The little guy is exactly who I’m worried about.
Projects vary in number of developers, their financial arrangement, and the time that it takes to maintain a package.
I use an authentication package that is painstakingly maintained by one independent dev who kicks ass. He deserves more than a package like leftpad. Or a package that is developed by salaried engineers as an API for a product I already pay for.
> How do you reconcile believing that you improve your software against the idea that others make theirs worse?
It all depends. As an employee, I just accept that there's little I can do about the whole situation because the causes of it are things I have no control over[1]. This issue is actually one of the ones that gets me thinking that there isn't much room for engineers like me in the software industry anymore.
With my own software, I do have that control, so I avoid the practices that I think are leading to not optimizing for quality.
[1] In my current position, my employer does not engage in the practices that I think are problematic, and I am proud of the quality of our work. But it's a special case because we produce industrial machinery and the software has to be rock solid when shipped, constant updating isn't possible, etc.
>> less experienced devs will (on the average) cause more bugs and worse code structure - in the long run this causes a ton of extra work.
In the last five years or so, I've done contract work at several large corporations. In every single one, they didn't care about defects or code structure. They just wanted to ship an application in a very short period of time.
When I asked about the same thing you pointed out, the response was the same, "We don't care about defects once it's released, and we don't care what the code looks like.
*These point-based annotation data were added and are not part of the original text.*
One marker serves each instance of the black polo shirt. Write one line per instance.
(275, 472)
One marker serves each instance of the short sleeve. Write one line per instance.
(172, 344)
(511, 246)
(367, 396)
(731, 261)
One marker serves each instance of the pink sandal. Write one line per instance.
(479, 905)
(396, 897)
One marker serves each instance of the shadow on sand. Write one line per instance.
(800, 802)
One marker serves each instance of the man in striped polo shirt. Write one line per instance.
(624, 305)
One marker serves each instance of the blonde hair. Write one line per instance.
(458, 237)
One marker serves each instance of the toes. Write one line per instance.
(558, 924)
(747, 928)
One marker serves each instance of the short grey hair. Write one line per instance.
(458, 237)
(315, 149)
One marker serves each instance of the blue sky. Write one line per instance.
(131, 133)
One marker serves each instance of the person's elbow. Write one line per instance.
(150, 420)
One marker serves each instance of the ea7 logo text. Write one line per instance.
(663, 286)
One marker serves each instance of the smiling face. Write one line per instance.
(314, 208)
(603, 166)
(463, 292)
It needs to work well for our end users, nothing else. Besides, in 6 months, we're going to redesign and rebuild it anyways."
It just seems nobody cares about long term maintenance, and likewise, they don't care much about the code or the amount of defects that code is generating. Pretty maddening when you think about it. Nobody cares about quality anymore.
> Do you want to sit around waiting to be told what to do or engineer your own path?
It can be very difficult if not impossible to engineer your own path in most environments these days. These days most devs are simply trading time for money. If the backlog board is empty, they're on retainer waiting for it to fill up.
Because of the eternal effort of the enterprise to commoditize developers they're given no decision making power. So even though they continually identify work that could be done to improve product or process, they know it's a crap shoot to follow through on such work as it's more than likely to be rejected for one subjective reason or another.
> I just don't expect todays developers to make a herculean effort
that isn't supposed to be a herculean effort -- if it is then you should question those that provide the software stack, and question why you're beholden to those decision-makers.
> Most developers probably don't care and just want to get paid. Beyond that, I imagine you're not usually empowered to make big changes unless you're relatively senior, and even if you decide to be the kind of developer that's always striving towards self improvement your job is unlikely to reward you for your skill development.
Bingo. I got a release coming up, I just need to ship this -- ain't got no time for fancy stuff, and higher-ups don't want fancy or flourish, just make it work. And even if there is room for trying something new, it probably doesn't matter if the users DGAF about the new feature.
Your time is limited and you can't get more of it. That isn't the case for a company. There, time == money, because if their employees don't have enough time to do all the work, they can just hire more to do the rest. But because they're only interested in growth and not sustainability, most of that money goes into developing new features, not keeping up with security updates. The vast majority of large companies could very easily hire one engineer and task them exclusively with updating legacy dependencies. And the smaller ones could instead re-task half their dev team for a month each year.